Figure 6. Discovered drug-cancer indication networks

(A) The predicted drug-cancer indication network based on the experimentally validated drug-target interaction (ExpNet) only, containing 635 significant drug-cancer indications pairs (SDCs) between 124 natural products and 13 cancer types. (B) The predicted drug-cancer indication network based on both experimentally validated and computationally predicted drug-target interactions (Exp&ComNet), containing 993 SDCs between 196 natural products and 13 cancer types. The 13 major cancer types are: leukemia, bladder, breast, colon, glioblastoma multiforme (GBM), kidney, lung, ovarian, prostate, melanoma, stomach, thyroid, and uterine cancers.

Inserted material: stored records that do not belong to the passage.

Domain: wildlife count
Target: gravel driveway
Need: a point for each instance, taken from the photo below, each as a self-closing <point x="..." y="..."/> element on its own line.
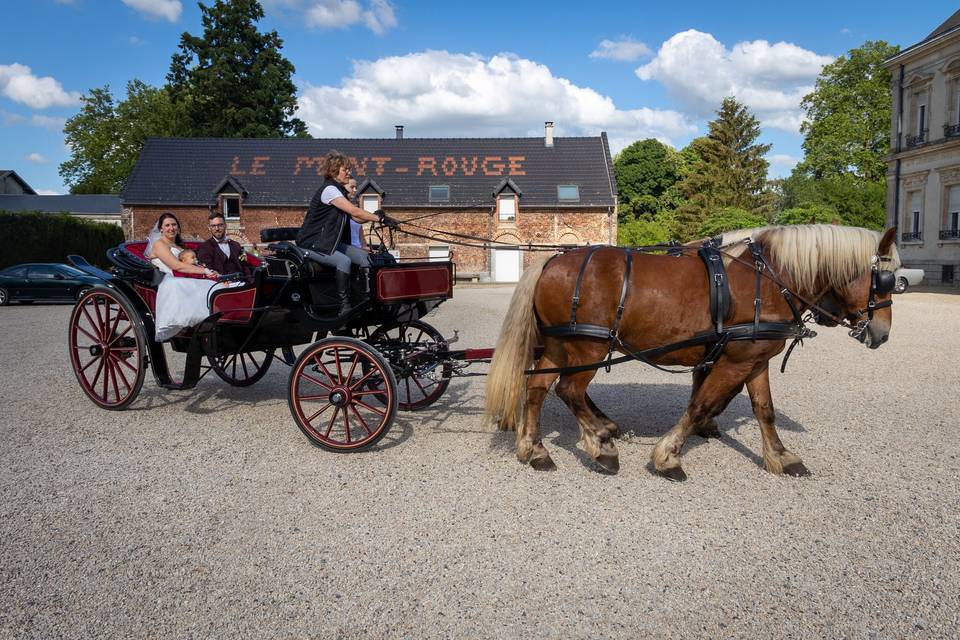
<point x="207" y="513"/>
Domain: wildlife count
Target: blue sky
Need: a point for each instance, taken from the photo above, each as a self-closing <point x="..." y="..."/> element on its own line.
<point x="633" y="69"/>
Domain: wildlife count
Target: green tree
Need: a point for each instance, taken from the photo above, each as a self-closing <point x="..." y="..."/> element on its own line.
<point x="233" y="82"/>
<point x="847" y="125"/>
<point x="646" y="170"/>
<point x="106" y="137"/>
<point x="730" y="219"/>
<point x="730" y="171"/>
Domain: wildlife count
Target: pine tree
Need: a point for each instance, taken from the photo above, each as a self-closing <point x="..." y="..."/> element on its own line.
<point x="731" y="171"/>
<point x="233" y="82"/>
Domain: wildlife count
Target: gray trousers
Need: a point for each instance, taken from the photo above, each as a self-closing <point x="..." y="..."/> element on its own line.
<point x="342" y="257"/>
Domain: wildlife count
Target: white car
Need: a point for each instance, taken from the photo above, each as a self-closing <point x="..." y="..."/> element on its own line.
<point x="907" y="277"/>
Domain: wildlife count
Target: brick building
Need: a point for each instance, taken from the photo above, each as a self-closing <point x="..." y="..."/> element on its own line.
<point x="516" y="190"/>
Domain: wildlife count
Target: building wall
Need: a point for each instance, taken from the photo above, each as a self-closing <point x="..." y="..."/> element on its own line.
<point x="929" y="156"/>
<point x="534" y="226"/>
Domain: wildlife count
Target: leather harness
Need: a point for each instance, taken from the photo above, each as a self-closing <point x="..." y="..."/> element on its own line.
<point x="714" y="341"/>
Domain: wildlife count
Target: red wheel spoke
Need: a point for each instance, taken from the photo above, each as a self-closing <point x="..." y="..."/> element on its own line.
<point x="360" y="418"/>
<point x="97" y="375"/>
<point x="304" y="374"/>
<point x="119" y="371"/>
<point x="100" y="323"/>
<point x="318" y="413"/>
<point x="113" y="379"/>
<point x="353" y="365"/>
<point x="336" y="357"/>
<point x="374" y="409"/>
<point x="333" y="419"/>
<point x="124" y="362"/>
<point x="123" y="333"/>
<point x="363" y="379"/>
<point x="327" y="373"/>
<point x="87" y="366"/>
<point x="88" y="334"/>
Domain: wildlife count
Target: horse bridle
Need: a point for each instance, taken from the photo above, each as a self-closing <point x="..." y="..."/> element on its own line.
<point x="882" y="282"/>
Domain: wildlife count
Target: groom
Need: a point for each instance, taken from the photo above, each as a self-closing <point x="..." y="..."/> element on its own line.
<point x="219" y="252"/>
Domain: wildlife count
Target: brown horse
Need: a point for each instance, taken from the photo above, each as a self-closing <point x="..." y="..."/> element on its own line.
<point x="667" y="301"/>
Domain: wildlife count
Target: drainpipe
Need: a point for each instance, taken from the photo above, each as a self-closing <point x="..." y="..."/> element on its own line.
<point x="896" y="193"/>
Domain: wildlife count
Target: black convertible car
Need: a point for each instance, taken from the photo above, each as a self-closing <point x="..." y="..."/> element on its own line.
<point x="29" y="282"/>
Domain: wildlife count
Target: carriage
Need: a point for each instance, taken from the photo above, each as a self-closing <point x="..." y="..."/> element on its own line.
<point x="345" y="387"/>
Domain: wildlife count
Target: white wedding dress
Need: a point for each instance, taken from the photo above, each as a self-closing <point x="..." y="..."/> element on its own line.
<point x="181" y="302"/>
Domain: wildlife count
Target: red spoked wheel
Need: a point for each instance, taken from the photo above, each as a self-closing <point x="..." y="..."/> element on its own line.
<point x="242" y="369"/>
<point x="411" y="348"/>
<point x="107" y="348"/>
<point x="342" y="394"/>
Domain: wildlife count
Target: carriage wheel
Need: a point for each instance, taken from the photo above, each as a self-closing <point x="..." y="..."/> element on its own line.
<point x="332" y="389"/>
<point x="107" y="348"/>
<point x="242" y="369"/>
<point x="409" y="346"/>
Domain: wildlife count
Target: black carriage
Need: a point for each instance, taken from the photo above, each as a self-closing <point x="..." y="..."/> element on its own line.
<point x="345" y="386"/>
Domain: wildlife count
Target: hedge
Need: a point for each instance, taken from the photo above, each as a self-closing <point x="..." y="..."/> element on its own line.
<point x="51" y="237"/>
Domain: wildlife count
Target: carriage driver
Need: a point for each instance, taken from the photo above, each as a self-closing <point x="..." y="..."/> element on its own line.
<point x="325" y="234"/>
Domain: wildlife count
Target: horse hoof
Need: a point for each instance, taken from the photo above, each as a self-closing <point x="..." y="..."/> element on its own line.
<point x="609" y="463"/>
<point x="544" y="463"/>
<point x="796" y="469"/>
<point x="675" y="474"/>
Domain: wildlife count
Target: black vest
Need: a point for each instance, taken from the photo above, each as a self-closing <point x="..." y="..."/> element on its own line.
<point x="324" y="226"/>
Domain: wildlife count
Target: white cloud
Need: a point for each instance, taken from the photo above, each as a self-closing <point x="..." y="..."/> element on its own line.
<point x="376" y="15"/>
<point x="624" y="49"/>
<point x="698" y="72"/>
<point x="783" y="160"/>
<point x="19" y="84"/>
<point x="437" y="93"/>
<point x="164" y="9"/>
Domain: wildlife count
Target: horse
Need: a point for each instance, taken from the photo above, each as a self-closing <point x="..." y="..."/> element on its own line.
<point x="841" y="275"/>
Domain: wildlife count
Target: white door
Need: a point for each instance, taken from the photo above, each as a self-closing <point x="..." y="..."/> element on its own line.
<point x="506" y="265"/>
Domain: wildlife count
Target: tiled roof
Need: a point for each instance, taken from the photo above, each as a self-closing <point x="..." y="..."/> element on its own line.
<point x="285" y="171"/>
<point x="4" y="173"/>
<point x="99" y="204"/>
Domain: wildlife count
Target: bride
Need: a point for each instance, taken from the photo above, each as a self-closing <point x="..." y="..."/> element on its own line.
<point x="181" y="302"/>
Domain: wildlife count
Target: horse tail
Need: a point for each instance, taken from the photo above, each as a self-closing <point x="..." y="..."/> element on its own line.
<point x="514" y="353"/>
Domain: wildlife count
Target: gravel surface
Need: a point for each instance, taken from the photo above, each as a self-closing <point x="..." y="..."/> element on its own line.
<point x="207" y="513"/>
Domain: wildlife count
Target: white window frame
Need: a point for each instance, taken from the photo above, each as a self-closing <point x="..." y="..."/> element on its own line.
<point x="224" y="197"/>
<point x="505" y="216"/>
<point x="568" y="186"/>
<point x="367" y="198"/>
<point x="434" y="250"/>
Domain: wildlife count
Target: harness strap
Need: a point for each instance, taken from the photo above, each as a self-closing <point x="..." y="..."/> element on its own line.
<point x="733" y="333"/>
<point x="719" y="287"/>
<point x="576" y="291"/>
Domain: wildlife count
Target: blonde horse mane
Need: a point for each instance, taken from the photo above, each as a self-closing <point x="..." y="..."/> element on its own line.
<point x="808" y="252"/>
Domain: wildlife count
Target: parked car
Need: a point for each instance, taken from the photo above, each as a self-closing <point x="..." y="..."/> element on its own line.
<point x="907" y="277"/>
<point x="29" y="282"/>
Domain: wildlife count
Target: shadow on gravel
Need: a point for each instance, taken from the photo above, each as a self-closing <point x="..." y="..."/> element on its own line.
<point x="641" y="411"/>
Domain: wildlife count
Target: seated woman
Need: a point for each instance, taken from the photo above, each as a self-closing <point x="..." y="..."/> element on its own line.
<point x="181" y="302"/>
<point x="325" y="234"/>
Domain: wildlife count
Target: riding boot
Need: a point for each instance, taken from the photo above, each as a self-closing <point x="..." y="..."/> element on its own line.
<point x="343" y="292"/>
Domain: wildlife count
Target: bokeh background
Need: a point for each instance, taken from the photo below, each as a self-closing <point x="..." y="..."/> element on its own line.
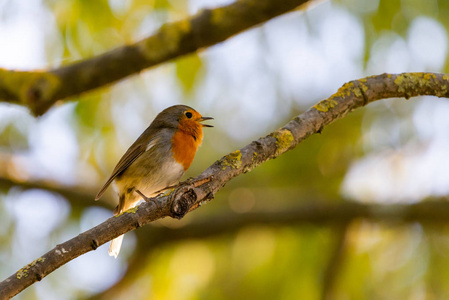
<point x="394" y="151"/>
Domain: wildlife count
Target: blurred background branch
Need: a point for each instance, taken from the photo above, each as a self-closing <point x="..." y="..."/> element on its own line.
<point x="336" y="214"/>
<point x="189" y="195"/>
<point x="389" y="152"/>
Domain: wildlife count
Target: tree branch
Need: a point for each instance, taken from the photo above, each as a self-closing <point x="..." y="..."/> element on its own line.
<point x="40" y="90"/>
<point x="193" y="193"/>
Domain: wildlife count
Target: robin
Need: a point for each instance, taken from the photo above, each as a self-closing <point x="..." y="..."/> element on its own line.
<point x="156" y="160"/>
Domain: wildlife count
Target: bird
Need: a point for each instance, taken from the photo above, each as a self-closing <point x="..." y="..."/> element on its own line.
<point x="156" y="160"/>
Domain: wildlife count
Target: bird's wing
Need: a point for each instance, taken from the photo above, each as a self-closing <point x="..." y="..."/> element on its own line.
<point x="127" y="159"/>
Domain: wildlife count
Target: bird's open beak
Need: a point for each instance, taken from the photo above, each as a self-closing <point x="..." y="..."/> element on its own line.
<point x="205" y="119"/>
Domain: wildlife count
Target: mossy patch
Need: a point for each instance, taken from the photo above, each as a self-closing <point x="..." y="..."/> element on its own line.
<point x="284" y="140"/>
<point x="233" y="160"/>
<point x="22" y="273"/>
<point x="22" y="84"/>
<point x="166" y="42"/>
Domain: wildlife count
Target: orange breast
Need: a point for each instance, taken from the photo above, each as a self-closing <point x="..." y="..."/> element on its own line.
<point x="184" y="147"/>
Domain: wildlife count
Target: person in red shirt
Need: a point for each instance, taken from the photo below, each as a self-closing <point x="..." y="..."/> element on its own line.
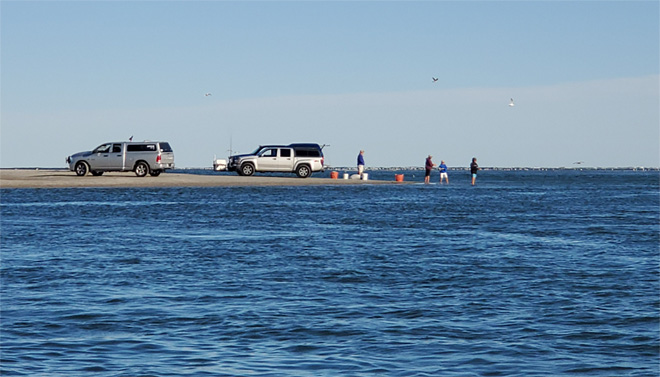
<point x="429" y="167"/>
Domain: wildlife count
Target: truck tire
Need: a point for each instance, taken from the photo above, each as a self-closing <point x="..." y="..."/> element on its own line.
<point x="82" y="168"/>
<point x="247" y="169"/>
<point x="303" y="171"/>
<point x="141" y="169"/>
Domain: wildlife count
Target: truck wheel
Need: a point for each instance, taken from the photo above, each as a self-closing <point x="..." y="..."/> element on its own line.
<point x="81" y="168"/>
<point x="303" y="171"/>
<point x="141" y="169"/>
<point x="247" y="169"/>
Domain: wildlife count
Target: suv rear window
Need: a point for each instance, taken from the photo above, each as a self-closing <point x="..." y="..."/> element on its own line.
<point x="308" y="153"/>
<point x="165" y="147"/>
<point x="141" y="148"/>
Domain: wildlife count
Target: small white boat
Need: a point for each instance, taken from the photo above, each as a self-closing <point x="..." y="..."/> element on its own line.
<point x="219" y="164"/>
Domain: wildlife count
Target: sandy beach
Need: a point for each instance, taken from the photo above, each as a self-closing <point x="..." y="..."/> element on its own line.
<point x="32" y="178"/>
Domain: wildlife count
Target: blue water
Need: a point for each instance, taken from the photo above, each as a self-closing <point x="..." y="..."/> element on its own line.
<point x="526" y="274"/>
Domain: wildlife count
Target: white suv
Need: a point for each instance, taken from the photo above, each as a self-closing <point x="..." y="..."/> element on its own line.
<point x="302" y="159"/>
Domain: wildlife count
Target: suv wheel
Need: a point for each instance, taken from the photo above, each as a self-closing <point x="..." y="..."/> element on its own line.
<point x="141" y="169"/>
<point x="82" y="168"/>
<point x="303" y="171"/>
<point x="247" y="169"/>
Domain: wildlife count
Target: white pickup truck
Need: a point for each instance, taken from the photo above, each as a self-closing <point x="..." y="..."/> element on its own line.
<point x="148" y="157"/>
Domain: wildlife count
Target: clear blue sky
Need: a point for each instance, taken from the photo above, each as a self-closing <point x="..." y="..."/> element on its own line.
<point x="353" y="75"/>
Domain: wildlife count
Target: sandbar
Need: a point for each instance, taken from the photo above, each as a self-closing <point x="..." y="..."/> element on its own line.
<point x="51" y="178"/>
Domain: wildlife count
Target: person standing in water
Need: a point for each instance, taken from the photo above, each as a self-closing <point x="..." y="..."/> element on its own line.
<point x="473" y="169"/>
<point x="429" y="166"/>
<point x="361" y="163"/>
<point x="443" y="171"/>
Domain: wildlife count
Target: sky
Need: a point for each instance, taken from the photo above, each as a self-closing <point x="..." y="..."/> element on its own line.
<point x="350" y="75"/>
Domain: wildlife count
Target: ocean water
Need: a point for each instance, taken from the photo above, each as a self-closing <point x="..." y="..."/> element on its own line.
<point x="526" y="274"/>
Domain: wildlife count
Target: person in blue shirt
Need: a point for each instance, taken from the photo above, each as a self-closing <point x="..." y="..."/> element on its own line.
<point x="443" y="171"/>
<point x="361" y="163"/>
<point x="474" y="168"/>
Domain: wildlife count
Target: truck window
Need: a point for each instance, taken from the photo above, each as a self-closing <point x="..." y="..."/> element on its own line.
<point x="269" y="153"/>
<point x="141" y="148"/>
<point x="105" y="148"/>
<point x="165" y="147"/>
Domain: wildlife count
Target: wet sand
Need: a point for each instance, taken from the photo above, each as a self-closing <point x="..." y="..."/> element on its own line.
<point x="32" y="178"/>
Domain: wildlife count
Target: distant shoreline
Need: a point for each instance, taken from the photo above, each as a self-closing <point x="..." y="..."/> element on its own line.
<point x="397" y="168"/>
<point x="63" y="178"/>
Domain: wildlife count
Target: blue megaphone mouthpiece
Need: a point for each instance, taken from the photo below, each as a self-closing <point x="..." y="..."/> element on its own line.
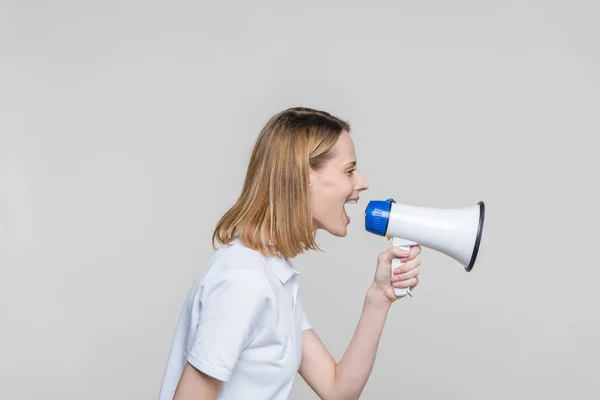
<point x="377" y="216"/>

Figure 7. Heat maps show the predicted indications for FDA-approved or clinical investigational natural products against 13 cancer types

(A) Predicted indications of 54 FDA-approved or clinical investigational natural products based on the experimentally validated drug-target interaction (ExpNet) only. (B) Predicted indications of 84 FDA-approved or clinical investigational natural products based on both experimentally validated and computationally prediction drug-target interactions (Exp&ComNet). The red asterisk in B reveals that a natural product does not show statistical significance based on ExpNet only (A). The area in gray represents the non-available value since no cancer proteins are overlapped with the known targets of a specific natural product. Color keys denote the predicted Z-scores. The area in red represents the natural product having the high Z-score across specific cancer indications. Abbreviates of 13 major cancer types are provided in the legend of Figure 6.

Figure 8. A discovered drug-target-disease network of 3 typical natural products

The predicted indications for 3 typical natural products (naringenin, disulfiram, and metformin) against 13 cancer types and their corresponding targets are shown. The predicted anticancer indications are based on the pooling data of the experimentally validated and computationally predicted drug-target interactions. The thickness of red line and dotted red line is proportional to the predicted Z-score. Abbreviates of 13 major cancer types are provides in the legend of Figure 6.